21.07.2016

Nanomaterialien

Gefahrstoffmanagement

Nanomaterialien im engeren Sinne sind gezielt hergestellte ultrafeine („nanoskalige“) Werkstoffe mit Abmessungen im Größenbereich von 1 bis 100 nm (1 nm = 1 x 10–9 m). Man unterscheidet hier nanoobjekte und Nanostrukturierte Materialien. Von Nanomaterialien im engeren Sinne zu unterscheiden sind ultrafeine Partikel, die unbeabsichtigt entstehen, z.B. bei thermischen Prozessen wie Bränden oder Schweißarbeiten.

Einteilung

Bei Nanomaterialien unterscheidet man:

  • Nanopartikel, die in Länge, Breite und Höhe nanoskalig sind
  • Nanofasern (auch Nanoröhrchen und Nanostäbchen), die in zwei Dimensionen nanoskalig sind
  • Nanoplättchen (auch Nanofilm), die in einer Dimension nanoskalig sind

Nanostrukturierte Materialien haben eine nanoskalige innere Struktur oder Oberfläche.
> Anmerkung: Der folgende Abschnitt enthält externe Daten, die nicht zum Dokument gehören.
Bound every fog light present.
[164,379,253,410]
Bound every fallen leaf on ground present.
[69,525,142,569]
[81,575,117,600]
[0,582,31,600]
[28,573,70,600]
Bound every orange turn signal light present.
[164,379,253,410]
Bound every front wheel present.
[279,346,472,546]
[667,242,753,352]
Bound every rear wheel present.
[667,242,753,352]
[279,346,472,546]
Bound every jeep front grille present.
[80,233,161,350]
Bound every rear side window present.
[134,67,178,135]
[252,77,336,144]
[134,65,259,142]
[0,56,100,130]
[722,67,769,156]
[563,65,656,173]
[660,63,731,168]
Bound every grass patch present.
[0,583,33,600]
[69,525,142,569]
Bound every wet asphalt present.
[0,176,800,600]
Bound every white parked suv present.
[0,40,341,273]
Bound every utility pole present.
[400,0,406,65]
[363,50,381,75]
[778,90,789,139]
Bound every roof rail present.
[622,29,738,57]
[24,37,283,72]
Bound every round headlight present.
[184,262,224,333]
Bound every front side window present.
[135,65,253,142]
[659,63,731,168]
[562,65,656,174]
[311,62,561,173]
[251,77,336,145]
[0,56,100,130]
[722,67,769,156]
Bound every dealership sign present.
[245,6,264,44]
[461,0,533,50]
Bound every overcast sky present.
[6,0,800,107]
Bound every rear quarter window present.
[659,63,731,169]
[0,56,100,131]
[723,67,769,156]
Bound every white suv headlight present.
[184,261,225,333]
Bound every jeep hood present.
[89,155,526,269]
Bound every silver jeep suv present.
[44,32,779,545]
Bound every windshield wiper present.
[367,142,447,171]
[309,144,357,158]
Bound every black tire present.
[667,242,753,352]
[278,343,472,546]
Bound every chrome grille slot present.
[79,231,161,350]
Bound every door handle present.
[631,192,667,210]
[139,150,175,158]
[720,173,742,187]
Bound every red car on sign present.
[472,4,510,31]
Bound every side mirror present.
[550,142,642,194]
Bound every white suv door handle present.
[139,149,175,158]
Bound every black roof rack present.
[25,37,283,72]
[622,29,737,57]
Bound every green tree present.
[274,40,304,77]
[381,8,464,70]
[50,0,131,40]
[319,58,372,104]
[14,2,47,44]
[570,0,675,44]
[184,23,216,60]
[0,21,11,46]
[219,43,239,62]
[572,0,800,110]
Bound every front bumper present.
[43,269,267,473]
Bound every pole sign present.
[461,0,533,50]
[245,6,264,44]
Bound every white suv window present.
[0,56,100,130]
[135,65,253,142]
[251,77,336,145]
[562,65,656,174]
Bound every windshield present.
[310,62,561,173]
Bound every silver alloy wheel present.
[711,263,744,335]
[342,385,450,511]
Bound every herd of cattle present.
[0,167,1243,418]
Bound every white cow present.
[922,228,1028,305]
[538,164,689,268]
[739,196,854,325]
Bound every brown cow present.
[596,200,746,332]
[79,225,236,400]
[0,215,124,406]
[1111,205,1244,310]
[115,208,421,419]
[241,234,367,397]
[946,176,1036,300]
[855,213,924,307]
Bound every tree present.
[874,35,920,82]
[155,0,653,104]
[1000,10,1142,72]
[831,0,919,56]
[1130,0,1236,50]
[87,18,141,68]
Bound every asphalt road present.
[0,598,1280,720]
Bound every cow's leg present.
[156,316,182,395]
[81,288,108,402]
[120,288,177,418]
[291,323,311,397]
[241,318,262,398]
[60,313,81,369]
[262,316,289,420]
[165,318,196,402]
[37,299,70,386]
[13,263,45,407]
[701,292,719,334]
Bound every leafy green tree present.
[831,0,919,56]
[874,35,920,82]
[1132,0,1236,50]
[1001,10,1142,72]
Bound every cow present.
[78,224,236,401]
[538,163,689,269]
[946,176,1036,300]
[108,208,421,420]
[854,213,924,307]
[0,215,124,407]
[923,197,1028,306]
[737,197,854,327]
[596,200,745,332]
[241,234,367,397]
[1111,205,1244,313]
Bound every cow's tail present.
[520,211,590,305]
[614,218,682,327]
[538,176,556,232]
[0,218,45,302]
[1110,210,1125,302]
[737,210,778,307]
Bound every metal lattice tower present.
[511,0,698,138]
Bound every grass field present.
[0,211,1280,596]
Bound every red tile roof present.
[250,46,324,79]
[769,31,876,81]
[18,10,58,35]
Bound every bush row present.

Sie treten als Verbundsysteme von Nanoobjekten auf.

Stäube, die Nanopartikel oder faserförmige Nanoobjekte enthalten, bezeichnet man als Nanostäube. Die in ihnen enthaltenen Nanoobjekte haben eine hohe Tendenz, sich untereinander zusammenzuballen oder sich an Oberflächen abzulagern. Daher kommen sie in der Praxis nur selten als freie Einzelpartikel vor.

Verwendung

Nanomaterialien werden aufgrund ihrer Vielfalt in nahezu allen Branchen eingesetzt, vor allem bei

  • Oberflächenversiegelungen und Beschichtungen (auch in Hautcremes)
  • bei Verbund- und Leichtbaumaterialien sowie
  • in Kleb- und Schmierstoffen.

Weitere Anwendungen nutzen die besonderen Eigenschaften in Bezug auf die elektrische Leitfähigkeit, Temperaturbeständigkeit, Verschleißfestigkeit und Stabilität.

Gesundheitsgefahren

Aufgrund ihrer extrem geringen Größe haben Nanopartikel im Verhältnis zu ihrer Masse eine sehr große Oberfläche sind sehr leicht beweglich. Daher können sie ausgeprägt mit ihrer Umgebung reagieren.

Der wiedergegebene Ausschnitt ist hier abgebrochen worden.